This is perhaps the most underrated work in the Disney Animated Canon, mainly because people resent it for being a ‘sequel’ to the original Fantasia, and for not living up to that illustrious film. Firstly, it is not a ‘sequel’, at least not in the sense that the slew of direct-to-video cash-ins Disney was releasing around this time are sequels. Fantasia cannot, by definition, have a sequel because Fantasia does not have a continuous narrative.
This film merely takes the basic technique Fantasia was built on…that of setting artistically ambitious animation to pieces of Classical Music…and creates more works in that vein (and let’s remember that Walt Disney himself always intended to produce more works in that style). And while this movie does not quite equal the illustrious masterpiece that proceeded it in this very narrow genre, it certainly had enormous merit on its own terms.

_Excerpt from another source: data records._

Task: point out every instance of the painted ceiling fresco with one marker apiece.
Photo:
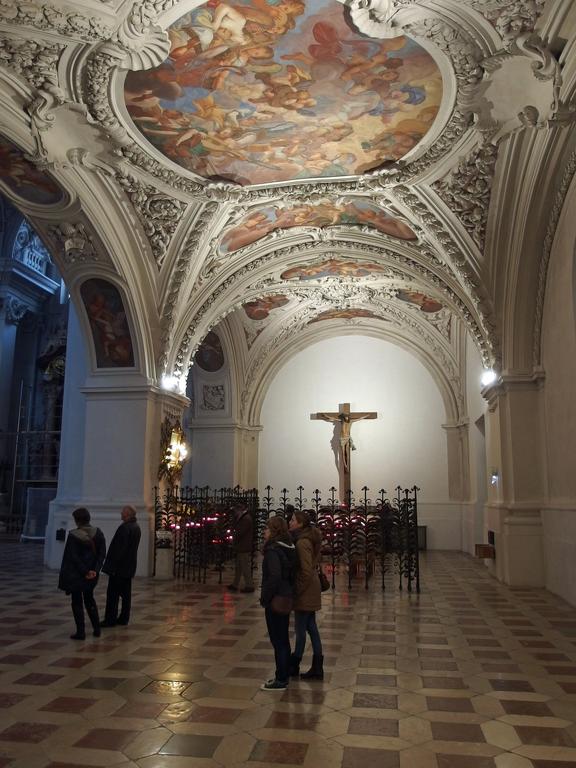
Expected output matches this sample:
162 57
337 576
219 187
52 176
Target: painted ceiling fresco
271 90
260 308
426 303
332 268
24 179
265 220
344 314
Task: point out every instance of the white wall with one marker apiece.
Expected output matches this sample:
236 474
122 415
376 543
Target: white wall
473 513
406 445
559 363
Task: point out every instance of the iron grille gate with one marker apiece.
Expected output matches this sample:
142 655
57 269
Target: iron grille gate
377 537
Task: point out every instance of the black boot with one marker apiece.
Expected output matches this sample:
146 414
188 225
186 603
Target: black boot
78 613
316 671
295 665
92 612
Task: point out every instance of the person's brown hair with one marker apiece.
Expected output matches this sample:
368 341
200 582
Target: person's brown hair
278 527
302 517
81 516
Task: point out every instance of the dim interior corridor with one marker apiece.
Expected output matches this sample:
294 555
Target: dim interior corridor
468 674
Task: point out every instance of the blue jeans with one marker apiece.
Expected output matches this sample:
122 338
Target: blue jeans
278 631
305 621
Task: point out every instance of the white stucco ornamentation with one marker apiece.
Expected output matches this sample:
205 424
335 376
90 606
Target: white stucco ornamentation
73 245
44 16
187 257
467 189
159 214
520 88
511 17
35 61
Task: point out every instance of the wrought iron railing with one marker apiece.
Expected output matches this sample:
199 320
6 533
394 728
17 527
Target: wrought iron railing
362 536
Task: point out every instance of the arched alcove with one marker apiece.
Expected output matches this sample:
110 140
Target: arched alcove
406 445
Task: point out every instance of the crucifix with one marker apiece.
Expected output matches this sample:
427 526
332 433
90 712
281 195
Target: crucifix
344 420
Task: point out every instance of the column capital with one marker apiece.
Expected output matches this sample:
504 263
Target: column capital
13 308
510 382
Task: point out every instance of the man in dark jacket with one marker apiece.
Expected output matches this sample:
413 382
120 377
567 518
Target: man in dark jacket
120 565
243 543
81 563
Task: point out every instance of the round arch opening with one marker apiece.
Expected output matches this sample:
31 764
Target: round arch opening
405 445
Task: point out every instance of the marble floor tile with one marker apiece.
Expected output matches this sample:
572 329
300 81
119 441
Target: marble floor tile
468 674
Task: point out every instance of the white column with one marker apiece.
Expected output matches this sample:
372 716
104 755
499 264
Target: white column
110 450
514 437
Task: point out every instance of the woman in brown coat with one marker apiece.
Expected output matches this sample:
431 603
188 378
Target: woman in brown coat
307 598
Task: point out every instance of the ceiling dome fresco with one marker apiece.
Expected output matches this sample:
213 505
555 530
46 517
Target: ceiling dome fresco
264 91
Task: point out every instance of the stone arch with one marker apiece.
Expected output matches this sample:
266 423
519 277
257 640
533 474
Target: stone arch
451 398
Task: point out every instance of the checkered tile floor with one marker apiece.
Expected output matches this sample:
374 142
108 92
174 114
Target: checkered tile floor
470 674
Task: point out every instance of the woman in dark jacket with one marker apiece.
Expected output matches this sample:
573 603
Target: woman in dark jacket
277 579
308 598
84 554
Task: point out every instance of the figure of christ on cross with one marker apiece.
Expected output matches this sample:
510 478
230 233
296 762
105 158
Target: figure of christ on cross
344 419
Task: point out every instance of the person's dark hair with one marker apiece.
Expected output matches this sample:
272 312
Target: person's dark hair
81 516
302 517
278 527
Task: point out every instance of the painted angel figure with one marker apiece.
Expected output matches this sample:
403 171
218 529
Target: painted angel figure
374 17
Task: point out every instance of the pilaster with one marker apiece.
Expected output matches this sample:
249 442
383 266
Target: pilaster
515 440
110 452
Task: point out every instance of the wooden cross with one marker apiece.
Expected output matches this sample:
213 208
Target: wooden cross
344 419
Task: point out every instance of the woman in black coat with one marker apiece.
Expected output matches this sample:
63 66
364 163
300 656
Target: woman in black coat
82 560
278 569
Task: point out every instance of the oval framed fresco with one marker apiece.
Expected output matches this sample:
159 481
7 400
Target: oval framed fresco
345 314
23 179
261 222
333 268
262 91
210 355
109 324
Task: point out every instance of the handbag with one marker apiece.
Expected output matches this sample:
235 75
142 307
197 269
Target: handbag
282 604
324 583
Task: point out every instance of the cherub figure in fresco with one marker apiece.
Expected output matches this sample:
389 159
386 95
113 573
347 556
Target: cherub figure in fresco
230 23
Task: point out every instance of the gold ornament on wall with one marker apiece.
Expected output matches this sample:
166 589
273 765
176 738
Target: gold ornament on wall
173 451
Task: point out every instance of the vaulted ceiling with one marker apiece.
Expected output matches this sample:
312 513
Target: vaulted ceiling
289 170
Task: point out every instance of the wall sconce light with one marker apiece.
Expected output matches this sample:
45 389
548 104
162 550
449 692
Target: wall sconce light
173 451
177 452
488 377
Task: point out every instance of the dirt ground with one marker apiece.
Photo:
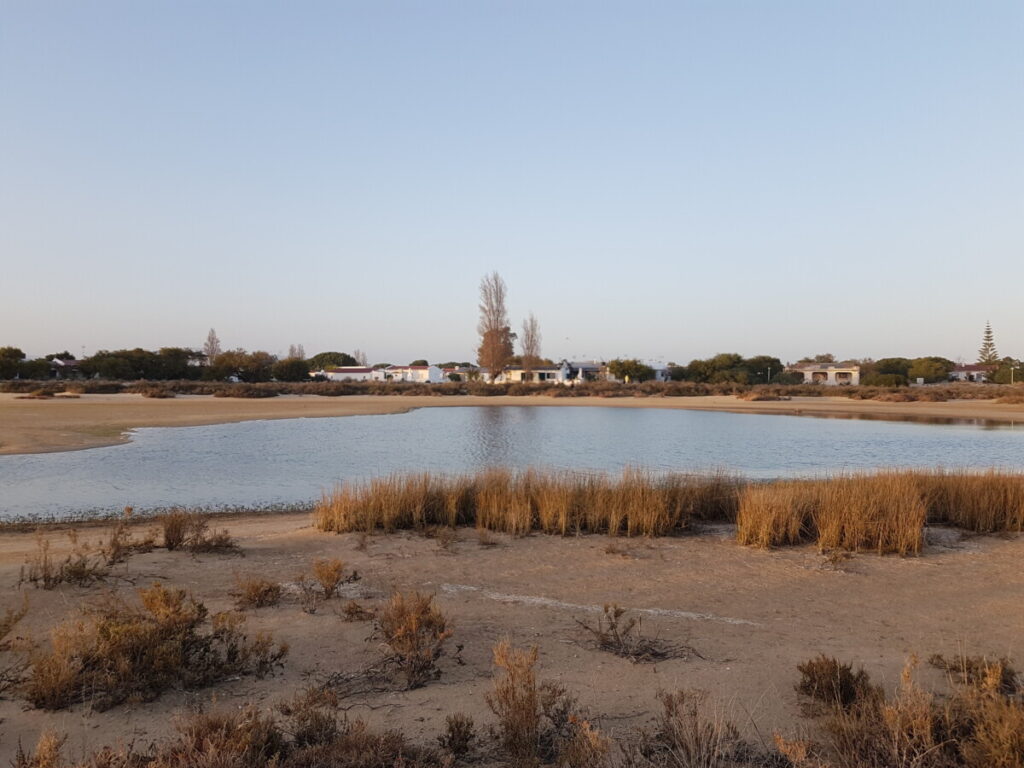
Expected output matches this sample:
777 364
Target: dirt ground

Of the film’s seven new segments (the “Sorcerer’s Apprentice” from the original Fantasia is recycled here), five are superb. The opening, an abstract piece depicting a Good vs. Evil battle between orange and black triangles set to Beethoven’s Fifth Symphony, is actually a better and livelier opening than the “Toccata and Fugue in D Minor”, its equivalent in the original Fantasia. This is followed by a gorgeous-looking segment featuring flying CGI whales set to “The Pines of Rome”. The movie’s two showpieces are a tribute to the art style of Al Hirschfield set to “Rhapsody in Blue”, and a visually stunning piece starring a life-giving nature sprite set to the “Firebird Suite”.
The segment set to “Pomp and Circumstance”, featuring Donald and Daisy Duck as assistants on Noah’s Ark, has been criticized by some, but I’m going to stick up for it. It may take a (to put it kindly) well-worn piece of music, but in tailoring the action on-screen to the music, it allows to actually _hear_ this overexposed piece, perhaps for the first time. The story it tells is also quite touching, as Donald and Daisy are each led to believe that the other didn’t make it on the ark and was lost in the flood, and the scene where they finally meet again, their faces light up, and they embrace to the final swell of the music is one of the most beautiful moments I’ve seen in an animated film.

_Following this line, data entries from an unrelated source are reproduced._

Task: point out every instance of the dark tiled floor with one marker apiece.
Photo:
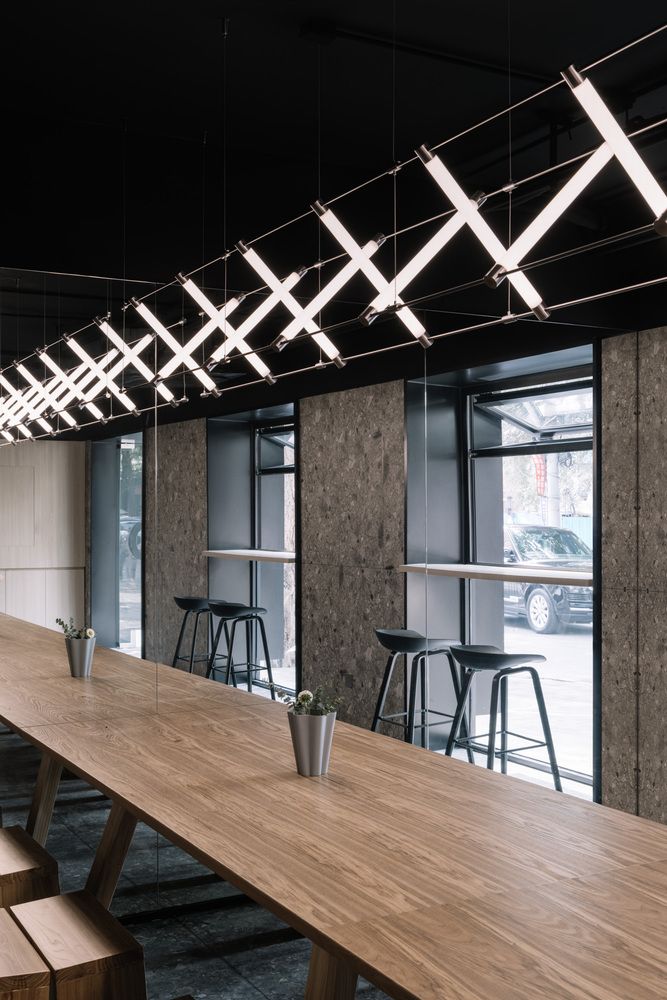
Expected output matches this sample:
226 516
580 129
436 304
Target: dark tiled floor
212 952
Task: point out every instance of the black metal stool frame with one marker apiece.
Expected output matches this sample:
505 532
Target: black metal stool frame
192 659
499 690
419 667
229 666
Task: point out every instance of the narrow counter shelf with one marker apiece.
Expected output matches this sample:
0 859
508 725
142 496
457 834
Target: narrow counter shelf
252 555
512 573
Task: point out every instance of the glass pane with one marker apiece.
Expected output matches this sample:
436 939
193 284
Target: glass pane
543 518
130 540
553 415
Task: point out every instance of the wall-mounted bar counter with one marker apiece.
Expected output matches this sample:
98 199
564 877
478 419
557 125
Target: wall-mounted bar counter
252 555
513 573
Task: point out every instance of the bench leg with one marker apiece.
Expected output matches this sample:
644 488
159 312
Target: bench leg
329 978
44 797
111 854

Of the two segments that don’t work, the more egregious is a retelling of The Steadfast Tin Soldier to a Shostakovich concerto that actually gives the piece a happy ending. I realize that Disney had rather notable success with another happy-ending retelling of an Anderson fairy tale, but once you remove the tragic elements from The Steadfast Tin Soldier, there’s not really a lot left. There is also a forgettable and crudely animated three-minute segment to “Carnival of the Animals” involving flamingos and yo-yos, which isn’t exactly horrible but was clearly included purely for the sake of padding.
In addition to the mostly excellent animation, the accompanying music was conducted by James Levine, arguably the greatest living conductor of classical music now that Bernstein and Karajan are dead, so the music is gloriously served throughout. Granted, the ‘celebrity guests’ who announce the segments are for the most part extremely irritating, but that’s merely a cavil, since they aren’t really the point of the feature anyway and can, at least on the DVD release, be skipped over fairly easily.
This movie may not live up to the original Fantasia, but it doesn’t have to: what matters is that it’s a glorious movie in its own right, arguably the finest animated film of the decade, and I personally hope Disney eventually does more works in this format, which is at its core a brilliant artistic idea.